Seseorang pernah mengatakan, manusia membuat sejarah karena dilecut yang mustahil: kemenangan, kejayaan, keadilan, dan hal-hal lain yang dicita-citakan sebagai alternatif bagi hidup yang tak pernah penuh.
Sebuah wilayah dengan seribu candi yang didirikan dalam satu malam adalah satu dari deretan angan-angan itu. Bahasa mencoba merumuskannya, dan itu sebabnya kata-kata tak sepenuhnya transparan. Tak pernah jelas apa yang sebenarnya ditandai dengan kata ”seribu”. Percakapan sehari-hari, retorika resmi dan nyanyian populer, (”tinggi gunung 1.000 janji”, kata sebuah lagu tahun 1950-an), menyebut angka itu lebih sebagai sebuah kiasan yang hendak mengesankan jumlah yang ”tak terhingga”.

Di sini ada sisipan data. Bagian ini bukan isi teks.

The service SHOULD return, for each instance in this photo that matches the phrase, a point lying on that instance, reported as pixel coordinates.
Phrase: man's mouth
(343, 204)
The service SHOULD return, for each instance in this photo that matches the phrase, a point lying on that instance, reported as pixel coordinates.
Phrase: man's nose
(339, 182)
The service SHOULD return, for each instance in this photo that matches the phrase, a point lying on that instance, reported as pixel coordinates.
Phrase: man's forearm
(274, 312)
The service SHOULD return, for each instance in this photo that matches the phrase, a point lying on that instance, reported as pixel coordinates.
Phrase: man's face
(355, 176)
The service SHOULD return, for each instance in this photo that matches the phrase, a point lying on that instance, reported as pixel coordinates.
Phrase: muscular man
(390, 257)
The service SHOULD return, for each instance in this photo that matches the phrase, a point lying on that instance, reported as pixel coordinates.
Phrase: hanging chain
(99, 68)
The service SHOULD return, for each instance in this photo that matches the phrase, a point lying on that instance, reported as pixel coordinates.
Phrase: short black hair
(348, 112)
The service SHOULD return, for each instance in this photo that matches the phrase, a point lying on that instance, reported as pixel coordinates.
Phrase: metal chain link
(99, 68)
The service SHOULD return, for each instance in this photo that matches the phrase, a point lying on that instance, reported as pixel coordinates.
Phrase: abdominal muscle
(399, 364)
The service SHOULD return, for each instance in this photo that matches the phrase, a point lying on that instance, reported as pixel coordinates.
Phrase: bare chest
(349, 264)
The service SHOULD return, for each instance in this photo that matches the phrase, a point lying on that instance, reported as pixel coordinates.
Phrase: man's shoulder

Bandung Bondowoso agaknya tahu akan hal itu: ia harus siap menjangkau yang tak terhingga. Ketika sore mulai merayap, ia berangkat meninggalkan markas, sendiri. Konon di bukit itu para roh halus membantunya mengangkat batu dari Merbabu, menyusun dan memahatnya dengan relief yang menakjubkan.
Waktu pun berjalan, tapi apa yang membatasi ”malam” dengan ”pagi”? Fajar yang merekah, cicit burung di hutan, detakan lesung perempuan tani, atau asap dapur di balik gunuk? Atau sebuah kesadaran akan batas—yang mengingatkan bahwa yang ”tak terbatas” selalu luput?
Tapi siapa yang mengatakan kisah Bandung Bondowoso hanyalah cerita kesia-siaan tak akan memahami bahwa yang terbatas juga punya daya gugah dan mampu menyentuh hati. Ketika ia tahu ia gagal menyelesaikan 1.000 candi—dan gagal pula cintanya kepada Jonggrang—Bandung Bondowoso pergi ke belukar dan memahat sebuah patung. Ia ingin mengenang perempuan itu.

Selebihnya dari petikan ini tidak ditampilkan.